Oiseaux de nuit

Muriel Guigo

Une rencontre dans un bar newyorkais à l'heure où la cité est endormie.

La nuit est tombée depuis un moment déjà sur cette froide journée d'hiver. Elle a renvoyé dans ses foyers de ce quartier populaire de New York, sa population de lève-tôt. Bureaucrates libérés des hautes tours,  kiosquiers affairés, mettant de côté les invendus de la journée pour leur enlèvement aux premières heures de l'aube. Des cireurs fourbus côtoient des marchands ambulants et grillent solidaires les dernières cigarettes de la journée. Des mères pressées traînent leurs garnements emmitouflés.

S'ajoutent alors aux lumières de la cité, par intermittence et au fur et à mesure que chacun regagne qui sa chambre, qui son appartement, d'autres signaux lumineux qui animent les façades des immeubles de nouveau habités. Témoins de vies ordinaires de travailleurs plus ou moins bien lotis dans ce faubourg délaissé par les pouvoirs publics et qui s'affairent, à présent, aux activités domestiques dans l'intimité de logis gardant jalousement leurs secrets.

La cité désertée de son chaland diurne habituel, a laissé place à une population de noctambules ; marins remontant des docks venus dépenser leur gain quotidien, traînards insomniaques ou indigents en quête de rapines aux abords des bars de nuit qui peuplent les quartiers en mal d'espérance.

Après une longue déambulation, le froid comme une tenaille me pousse dans l'un de ces bars à l'atmosphère glauque. Je m'y engouffre poussé par une bourrasque qui vient rafraîchir l'air confiné et saturé d'odeurs d'alcool et de volutes de fumée. Quelques visages patibulaires se retournent sur mon passage. Les conversations s'arrêtent un instant puis reprennent de plus belle leur cours dans un flot continu et inintelligible, au son d'une musique lancinante provenant d'un rutilant et solitaire jukebox Seeburg.

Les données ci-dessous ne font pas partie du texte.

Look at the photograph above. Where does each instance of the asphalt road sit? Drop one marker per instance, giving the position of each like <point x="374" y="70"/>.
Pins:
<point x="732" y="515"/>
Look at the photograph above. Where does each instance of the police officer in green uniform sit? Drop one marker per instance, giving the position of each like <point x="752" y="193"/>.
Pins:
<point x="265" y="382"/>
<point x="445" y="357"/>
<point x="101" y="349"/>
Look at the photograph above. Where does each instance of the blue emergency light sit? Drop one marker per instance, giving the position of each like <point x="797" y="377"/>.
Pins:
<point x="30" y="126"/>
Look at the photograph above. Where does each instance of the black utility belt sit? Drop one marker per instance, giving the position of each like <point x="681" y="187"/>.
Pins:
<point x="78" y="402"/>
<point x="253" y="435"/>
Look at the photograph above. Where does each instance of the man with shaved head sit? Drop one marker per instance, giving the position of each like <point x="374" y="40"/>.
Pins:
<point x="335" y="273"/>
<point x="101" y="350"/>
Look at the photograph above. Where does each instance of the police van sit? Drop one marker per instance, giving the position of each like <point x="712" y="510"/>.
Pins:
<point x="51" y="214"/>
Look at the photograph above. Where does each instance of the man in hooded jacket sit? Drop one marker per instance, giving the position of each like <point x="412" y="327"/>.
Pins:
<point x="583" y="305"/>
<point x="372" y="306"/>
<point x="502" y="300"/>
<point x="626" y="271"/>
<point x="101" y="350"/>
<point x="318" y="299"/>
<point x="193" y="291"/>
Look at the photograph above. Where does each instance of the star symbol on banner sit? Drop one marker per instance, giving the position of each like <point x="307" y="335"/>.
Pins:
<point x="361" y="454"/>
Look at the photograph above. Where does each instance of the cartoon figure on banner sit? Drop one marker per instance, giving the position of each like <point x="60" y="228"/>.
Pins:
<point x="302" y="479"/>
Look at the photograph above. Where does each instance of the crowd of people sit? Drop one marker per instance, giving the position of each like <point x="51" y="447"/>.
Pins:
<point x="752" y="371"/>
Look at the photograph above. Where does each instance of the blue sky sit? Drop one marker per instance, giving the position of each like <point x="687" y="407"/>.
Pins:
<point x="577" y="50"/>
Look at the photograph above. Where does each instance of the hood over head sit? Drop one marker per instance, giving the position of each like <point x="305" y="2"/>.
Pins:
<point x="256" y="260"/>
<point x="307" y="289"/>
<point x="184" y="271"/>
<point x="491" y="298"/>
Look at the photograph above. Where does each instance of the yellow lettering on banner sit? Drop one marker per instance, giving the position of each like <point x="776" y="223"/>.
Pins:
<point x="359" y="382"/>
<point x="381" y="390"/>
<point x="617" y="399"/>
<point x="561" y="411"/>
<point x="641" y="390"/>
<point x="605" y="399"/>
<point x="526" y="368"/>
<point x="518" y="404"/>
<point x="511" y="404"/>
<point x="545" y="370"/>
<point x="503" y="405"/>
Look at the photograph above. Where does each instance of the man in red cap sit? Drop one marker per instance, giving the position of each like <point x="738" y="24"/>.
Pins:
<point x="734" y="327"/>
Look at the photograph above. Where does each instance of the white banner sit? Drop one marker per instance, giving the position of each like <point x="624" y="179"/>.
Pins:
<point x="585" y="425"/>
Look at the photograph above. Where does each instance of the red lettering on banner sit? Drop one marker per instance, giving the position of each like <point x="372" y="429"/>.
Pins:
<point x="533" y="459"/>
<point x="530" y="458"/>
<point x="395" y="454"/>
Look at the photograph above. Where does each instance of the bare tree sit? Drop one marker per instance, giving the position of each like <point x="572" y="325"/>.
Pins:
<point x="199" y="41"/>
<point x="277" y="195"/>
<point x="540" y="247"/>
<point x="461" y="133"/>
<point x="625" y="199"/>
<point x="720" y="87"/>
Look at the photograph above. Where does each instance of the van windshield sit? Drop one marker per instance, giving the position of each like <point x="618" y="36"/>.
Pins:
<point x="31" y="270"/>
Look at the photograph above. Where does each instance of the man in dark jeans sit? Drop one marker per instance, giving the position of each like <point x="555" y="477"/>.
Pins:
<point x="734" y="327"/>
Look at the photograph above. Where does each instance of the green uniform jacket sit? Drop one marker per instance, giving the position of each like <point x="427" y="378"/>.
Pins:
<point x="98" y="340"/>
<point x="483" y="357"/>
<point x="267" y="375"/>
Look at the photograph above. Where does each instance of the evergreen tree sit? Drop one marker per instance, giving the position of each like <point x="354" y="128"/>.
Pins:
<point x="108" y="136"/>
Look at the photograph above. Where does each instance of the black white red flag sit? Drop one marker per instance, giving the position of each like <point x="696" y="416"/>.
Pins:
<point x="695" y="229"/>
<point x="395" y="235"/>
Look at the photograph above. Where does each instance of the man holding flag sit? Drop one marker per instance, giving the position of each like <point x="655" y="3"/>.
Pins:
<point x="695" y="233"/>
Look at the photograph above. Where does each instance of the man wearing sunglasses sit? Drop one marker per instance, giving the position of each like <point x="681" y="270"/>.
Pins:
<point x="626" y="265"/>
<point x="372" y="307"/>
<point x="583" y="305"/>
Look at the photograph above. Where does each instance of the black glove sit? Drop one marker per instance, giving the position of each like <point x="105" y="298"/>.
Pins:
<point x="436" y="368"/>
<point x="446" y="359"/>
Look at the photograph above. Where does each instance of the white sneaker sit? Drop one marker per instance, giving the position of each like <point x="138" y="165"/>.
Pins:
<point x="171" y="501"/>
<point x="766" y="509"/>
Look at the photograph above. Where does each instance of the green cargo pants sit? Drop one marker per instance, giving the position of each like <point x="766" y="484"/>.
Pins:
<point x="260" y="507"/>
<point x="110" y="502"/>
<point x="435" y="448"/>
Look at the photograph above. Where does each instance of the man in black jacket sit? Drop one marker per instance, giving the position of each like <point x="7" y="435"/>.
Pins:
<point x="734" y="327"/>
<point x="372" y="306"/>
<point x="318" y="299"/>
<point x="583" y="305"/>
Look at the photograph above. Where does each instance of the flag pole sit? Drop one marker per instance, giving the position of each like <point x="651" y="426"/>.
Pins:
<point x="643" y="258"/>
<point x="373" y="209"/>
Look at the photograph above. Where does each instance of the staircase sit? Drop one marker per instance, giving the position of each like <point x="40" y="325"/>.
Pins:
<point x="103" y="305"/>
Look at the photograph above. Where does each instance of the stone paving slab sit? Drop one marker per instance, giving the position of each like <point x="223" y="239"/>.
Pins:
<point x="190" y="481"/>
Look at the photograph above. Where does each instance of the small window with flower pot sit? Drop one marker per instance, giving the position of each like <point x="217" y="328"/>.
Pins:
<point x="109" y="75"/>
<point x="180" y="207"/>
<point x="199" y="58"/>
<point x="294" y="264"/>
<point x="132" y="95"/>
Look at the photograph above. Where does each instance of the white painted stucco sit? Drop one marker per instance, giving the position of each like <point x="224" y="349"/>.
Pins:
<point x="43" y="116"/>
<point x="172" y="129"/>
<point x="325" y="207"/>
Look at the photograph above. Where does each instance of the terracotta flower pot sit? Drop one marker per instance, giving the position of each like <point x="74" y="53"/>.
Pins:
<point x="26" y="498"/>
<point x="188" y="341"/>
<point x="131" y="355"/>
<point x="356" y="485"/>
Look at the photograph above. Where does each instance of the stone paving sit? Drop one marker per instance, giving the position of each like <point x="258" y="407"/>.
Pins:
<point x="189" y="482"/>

Je me fais servir un bourbon vingt ans d'âge que j'avale d'un trait. La chaleur de l'alcool se diffuse dans chaque partie de mon corps comme un poison bienfaisant et détend un à un mes muscles contractés. J'aperçois alors accoudée au zinc une jeune femme qui semble être une habituée des lieux. Vêtue d'une robe rouge fourreau qui met en valeur sa ligne svelte, elle sirote nonchalamment un gin tonic et échange, sans plus se soucier des allées et venues d'une clientèle hétéroclite, quelques propos avec le barman.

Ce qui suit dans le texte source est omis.